Excerpt from Night Theater:

“It couldn’t be, it just couldn’t. Why have you come to me?,” said the surgeon. “Go find a priest, a sorcerer, leave me alone.”

“We need you to fix our wounds, Dr. Sahib. At sunrise, our bodies will fill with blood again, and we will no longer be walking corpses.”

“How? Why? How is that possible?”

“The answer is long and complicated, Sahib, and I don’t understand everything myself. I can only tell you now that an angel took mercy on us. I’ll explain everything else later. We have so little time, I know nothing about surgeries, but I’m sure that injuries as severe as ours will take you all night to stitch up.”

On the page, Vikram Paralkar processes the kind of existential anxieties that he faces in his day job. He imagines life, interrogates death and ultimately finds a way to embrace mortality.

Paralkar: All of us know that we are going to die. And the fact that we do is in some ways, both the tragedy as well as the beauty of the human condition that we know that we have transient lives, that we are flecks of dust in the amber of deep space and deep time and accepting…

AJC: But we feel so important to ourselves.

Paralkar: Yes, we do. And we feel important, and we are important to ourselves.
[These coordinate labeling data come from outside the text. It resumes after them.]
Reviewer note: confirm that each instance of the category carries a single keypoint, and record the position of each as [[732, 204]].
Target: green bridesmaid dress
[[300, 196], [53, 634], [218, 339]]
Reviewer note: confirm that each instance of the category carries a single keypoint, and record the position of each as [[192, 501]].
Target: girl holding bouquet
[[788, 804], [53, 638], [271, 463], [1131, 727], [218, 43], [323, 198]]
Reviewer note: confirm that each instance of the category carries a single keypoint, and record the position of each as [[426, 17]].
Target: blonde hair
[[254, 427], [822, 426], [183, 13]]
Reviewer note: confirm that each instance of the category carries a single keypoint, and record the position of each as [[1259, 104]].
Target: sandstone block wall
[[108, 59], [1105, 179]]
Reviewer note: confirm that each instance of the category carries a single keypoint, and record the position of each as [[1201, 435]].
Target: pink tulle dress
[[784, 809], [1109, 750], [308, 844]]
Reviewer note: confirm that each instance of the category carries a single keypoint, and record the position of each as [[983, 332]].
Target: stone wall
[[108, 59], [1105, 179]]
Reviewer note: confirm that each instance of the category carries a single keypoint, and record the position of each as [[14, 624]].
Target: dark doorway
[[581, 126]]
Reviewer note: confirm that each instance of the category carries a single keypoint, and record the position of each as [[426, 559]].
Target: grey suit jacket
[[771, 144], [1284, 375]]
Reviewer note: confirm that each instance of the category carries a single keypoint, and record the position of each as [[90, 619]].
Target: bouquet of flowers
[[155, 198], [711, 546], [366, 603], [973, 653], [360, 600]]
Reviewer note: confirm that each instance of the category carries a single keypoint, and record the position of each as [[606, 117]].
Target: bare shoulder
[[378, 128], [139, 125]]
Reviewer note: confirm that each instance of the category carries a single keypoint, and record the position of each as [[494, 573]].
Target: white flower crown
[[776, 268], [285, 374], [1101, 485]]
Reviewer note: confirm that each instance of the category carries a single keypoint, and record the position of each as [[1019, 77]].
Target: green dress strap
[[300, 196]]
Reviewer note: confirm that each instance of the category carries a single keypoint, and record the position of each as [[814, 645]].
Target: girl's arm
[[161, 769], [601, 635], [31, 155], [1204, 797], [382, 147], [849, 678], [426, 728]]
And if you think about it, imagine the coincidences that went into creating us, imagine the number of chance encounters and DNA divisions and sperm and egg fusions that had to happen since the beginning of time for us to exist, And the geological changes and social changes and population shifts that had to happen to create us. And so that’s an immensely privileged position to be in. Now, of course, I could be ungrateful and say that, “Well, this is not enough. I exist and I have my 80 or 90 years of existence, but actually what I want is immortality.” And I don’t think the universe owes that to us. And so what we can, we can mourn the fact that we don’t have immortality or we can celebrate the fact that we exist at all.